Have you ever tried a chocolate mousse cake? The mousse is rich and creamy whilst still being light and sits on top of a delicious crunchy biscuit base. It is a great alternative to making a normal cake for birthdays or dinner dates and is sure to impress your guests!
To make individual cakes you will need some ring moulds like this:
Since these are generous portions and quite rich, you can share one cake between two if you prefer!
If you do not have individual ring moulds, you can use a 20cm cake tin with a removable bottom and serve the cake in slices.
Serves 4-5 people
Keeps for 2 days in the fridge
200g dark chocolate up to 70% cocoa (try Menier chocolate)
300ml of whipping cream
2 tbsps icing sugar (or caster sugar blitzed)
60g mascarpone - optional for added richness & cheesecake flavour
200g dark chocolate digestives (blitzed or finely crushed)
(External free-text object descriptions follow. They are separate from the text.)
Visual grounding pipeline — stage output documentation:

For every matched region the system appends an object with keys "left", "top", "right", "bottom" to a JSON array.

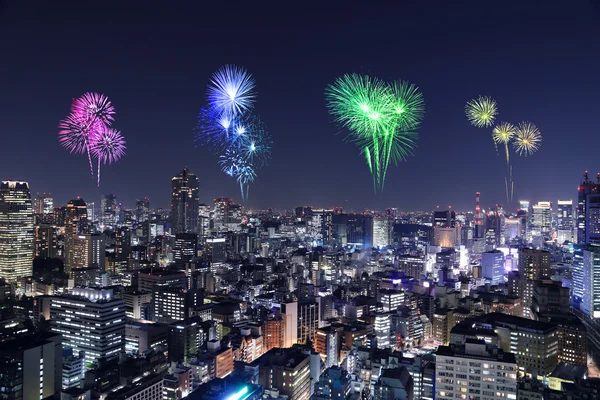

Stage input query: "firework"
[
  {"left": 89, "top": 126, "right": 126, "bottom": 186},
  {"left": 325, "top": 74, "right": 393, "bottom": 138},
  {"left": 492, "top": 122, "right": 516, "bottom": 201},
  {"left": 325, "top": 74, "right": 422, "bottom": 192},
  {"left": 207, "top": 65, "right": 256, "bottom": 118},
  {"left": 58, "top": 93, "right": 126, "bottom": 186},
  {"left": 389, "top": 80, "right": 425, "bottom": 131},
  {"left": 71, "top": 92, "right": 115, "bottom": 125},
  {"left": 465, "top": 96, "right": 497, "bottom": 128},
  {"left": 513, "top": 121, "right": 542, "bottom": 156},
  {"left": 58, "top": 113, "right": 101, "bottom": 174}
]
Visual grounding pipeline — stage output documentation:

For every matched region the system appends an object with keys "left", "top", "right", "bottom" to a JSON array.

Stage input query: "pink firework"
[
  {"left": 90, "top": 126, "right": 126, "bottom": 164},
  {"left": 90, "top": 126, "right": 126, "bottom": 186},
  {"left": 58, "top": 113, "right": 102, "bottom": 174},
  {"left": 71, "top": 92, "right": 115, "bottom": 125},
  {"left": 58, "top": 113, "right": 101, "bottom": 154}
]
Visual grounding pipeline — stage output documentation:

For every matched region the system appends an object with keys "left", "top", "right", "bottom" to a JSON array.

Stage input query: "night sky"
[{"left": 1, "top": 1, "right": 599, "bottom": 212}]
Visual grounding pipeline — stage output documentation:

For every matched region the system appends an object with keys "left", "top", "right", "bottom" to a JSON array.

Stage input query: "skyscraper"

40g dark chocolate, melted
40 g butter, melted
2 tbsps sugar
First, start by making the biscuit base for the cake. Melt the chocolate and butter on a gentle heat for a few minutes, stirring occasionally until melted. Blitz the biscuits in the food processor. Add the biscuits and sugar to the melted mixture and stir until thoroughly combined. Set aside for later!
Next, move onto the mousse. Start by melting the chocolate and butter in a pan over a gentle heat, checking it every 30 seconds and stirring. If you prefer, you can melt it in the microwave, at small intervals or over a bain marie. Leave it to cool.
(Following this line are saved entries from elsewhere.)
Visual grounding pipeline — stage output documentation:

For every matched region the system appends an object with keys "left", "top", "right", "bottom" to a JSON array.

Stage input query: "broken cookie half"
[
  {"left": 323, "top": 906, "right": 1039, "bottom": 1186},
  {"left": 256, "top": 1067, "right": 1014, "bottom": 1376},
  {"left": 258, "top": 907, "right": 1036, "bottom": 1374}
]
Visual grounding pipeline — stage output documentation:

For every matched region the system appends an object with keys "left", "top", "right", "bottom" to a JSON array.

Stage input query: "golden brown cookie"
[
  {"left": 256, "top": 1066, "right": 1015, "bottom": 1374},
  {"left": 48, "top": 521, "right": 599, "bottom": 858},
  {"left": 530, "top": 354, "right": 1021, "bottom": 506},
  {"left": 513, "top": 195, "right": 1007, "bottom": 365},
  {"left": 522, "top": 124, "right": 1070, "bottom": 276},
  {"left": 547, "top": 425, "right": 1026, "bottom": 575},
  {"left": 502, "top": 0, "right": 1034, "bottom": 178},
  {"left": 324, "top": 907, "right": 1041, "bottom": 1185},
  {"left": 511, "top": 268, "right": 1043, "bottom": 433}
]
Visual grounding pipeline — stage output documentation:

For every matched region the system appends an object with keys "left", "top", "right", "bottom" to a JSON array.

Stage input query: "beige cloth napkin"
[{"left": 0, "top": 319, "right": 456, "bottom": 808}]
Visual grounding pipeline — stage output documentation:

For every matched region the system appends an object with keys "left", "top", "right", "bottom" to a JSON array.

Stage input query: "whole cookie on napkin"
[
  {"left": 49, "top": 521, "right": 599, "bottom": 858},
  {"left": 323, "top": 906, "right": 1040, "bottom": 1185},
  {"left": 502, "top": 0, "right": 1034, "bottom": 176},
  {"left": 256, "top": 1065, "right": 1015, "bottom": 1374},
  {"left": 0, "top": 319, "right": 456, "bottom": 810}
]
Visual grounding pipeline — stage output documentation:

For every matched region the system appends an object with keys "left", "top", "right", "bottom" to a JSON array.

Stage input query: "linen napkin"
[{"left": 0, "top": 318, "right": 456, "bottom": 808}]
Whisk the eggs and sugar by hand or on a low setting with an electric whisk until the mixture becomes foamy and lighter (approx 2 mins)
Pour the now cooled chocolate mixture over the eggs and stir until thoroughly mixed.
Time to beat the whipping cream! Make sure the cream and whisks are chilled before beating (you can pop them in the freezer for a few minutes first) Beat (with mascarpone if you are using it) until a light and firm chantilly has formed. The mixture should double in size and feel airy and creamy. Be careful not to overbeat it till it loses it's air and becomes stiff and solid.
Gradually fold the whipped cream into the chocolate & egg mixture using a spatula until combined. You can use a delicate cut and fold technique here, rotating the bowl every so often.
Now it's time to assemble the mousses, ready to chill. If you are using the ring moulds, we suggest using a cake tin to contain them. First, cut some baking paper to the shape of the base of the cake tin. Place your ring moulds inside and fill each ring with about 2-3 tbsps of biscuit base to about 1cm high and press it down to form a compact even layer. Next, add the mousse using a spatula until the mould is full and smooth over the top. Place some cling film over the cake tin, secure with an elastic band and place in the fridge to chill. If you are making one bigger cake, apply the same method, cover and chill. Consume within 2 days.
To serve, take the out of the fridge 1 hour before. To unmould, use a glass with a slightly smaller diameter than the ring and use the bottom of the glass to gently push the mousse up through the ring and transfer it onto a plate.